WALKER – Organizers of an annual tradition at Sidney Hutchinson Park added a new twist to the event.
Christ Community Church, the host of the annual egg-stravaganza, reached out to other churches to take the event to another level.
In turn, the event brought together not only different churches, but different ethnic groups who rejoiced and reveled in the festivities for the first annual United in Christ Community Easter Egg Hunt.
“We had the visions to get a lot of churches together to reach out to an entire community,” said the Rev. Willis Easley, pastor of Christ Community Church. “In the Bible, Jesus said ‘They’ll know you’re my disciples by the love you have for one another.’
“Too often, people see churches in competition, but we’re not – we’re united in Christ to present a united church to our community,” he said.
Other churches involved in the event included The Way, Live Oak Baptist Church, Northside Baptist Church and St. Mark Baptist Church, among others.

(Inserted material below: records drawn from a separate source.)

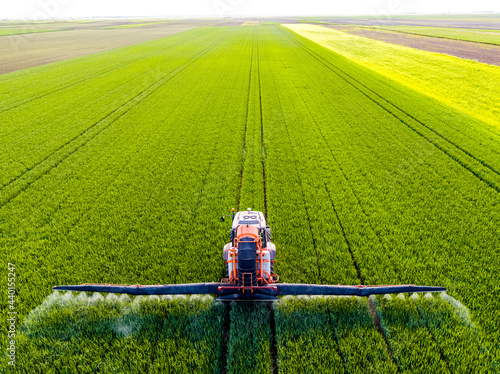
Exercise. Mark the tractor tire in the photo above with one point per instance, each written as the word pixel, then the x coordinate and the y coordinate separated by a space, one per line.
pixel 268 234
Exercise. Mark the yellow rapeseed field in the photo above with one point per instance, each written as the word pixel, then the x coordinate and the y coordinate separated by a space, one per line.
pixel 465 85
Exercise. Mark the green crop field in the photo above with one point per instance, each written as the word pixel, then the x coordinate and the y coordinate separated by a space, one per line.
pixel 116 167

The event drew approximately 2,000 to the park for worship, food, games, face-painting, music and, of course, an Easter Egg hunt. Helicopters dropped more than 10,000 plastic eggs on to the grounds for the competition in each age group.
The Way Church, which joined in the festivities for the first time, had used a chopper in its own annual Easter egg hunt prior to the united event.
“We used a smaller helicopter this year, but the pilot volunteered his service and all we had to pay for was the fuel,” said Jordan Vaughn, youth pastor for The Way.
The united event marked just the type of gathering he wanted to see In Livingston Parish.
“It’s one hundred percent more diverse,” Vaughn said. “We had a community broken by a flood, and during that kind of tragedy we had to come to realize that this disaster did not discriminate and it knew no color.”
Vaughn and other organizers from the participating churches worked two months to devise a way to bring more people together, regardless of their ethnicity.
“My wife and I lived in Dallas a year, and what we noticed when we came back after a year was that the Body of Christ doesn’t look as beautiful as it’s supposed to be, and it doesn’t look as diverse culturally and racially as it should be,” Vaughn said. “This is what the Body of Christ is supposed to look like – not one color, not one type – and it’s the way we’re supposed to be represented.”
The Rev. Gregory Coates, a longtime friend of Easley, also believes it took a disaster to awaken the populations.
“It’s awesome, and I was so excited to see so many people come together, share the love, different churches and different races, all enjoying themselves,” Coates said. “It doesn’t get much better than this unless you’re in Heaven.”
Karen Thomas of St. Mark Baptist Church felt the time had come for all communities to come together, particularly after the flood.
“When you’ve all had to suffer through the same hardship, you realize it’s time to walk in fellowship with one another,” she said. “It was beautiful to see us laugh, play and embrace – and it was long overdue.
“But I wouldn’t say it was the flood that brought us together – it was Jesus,” Thomas said.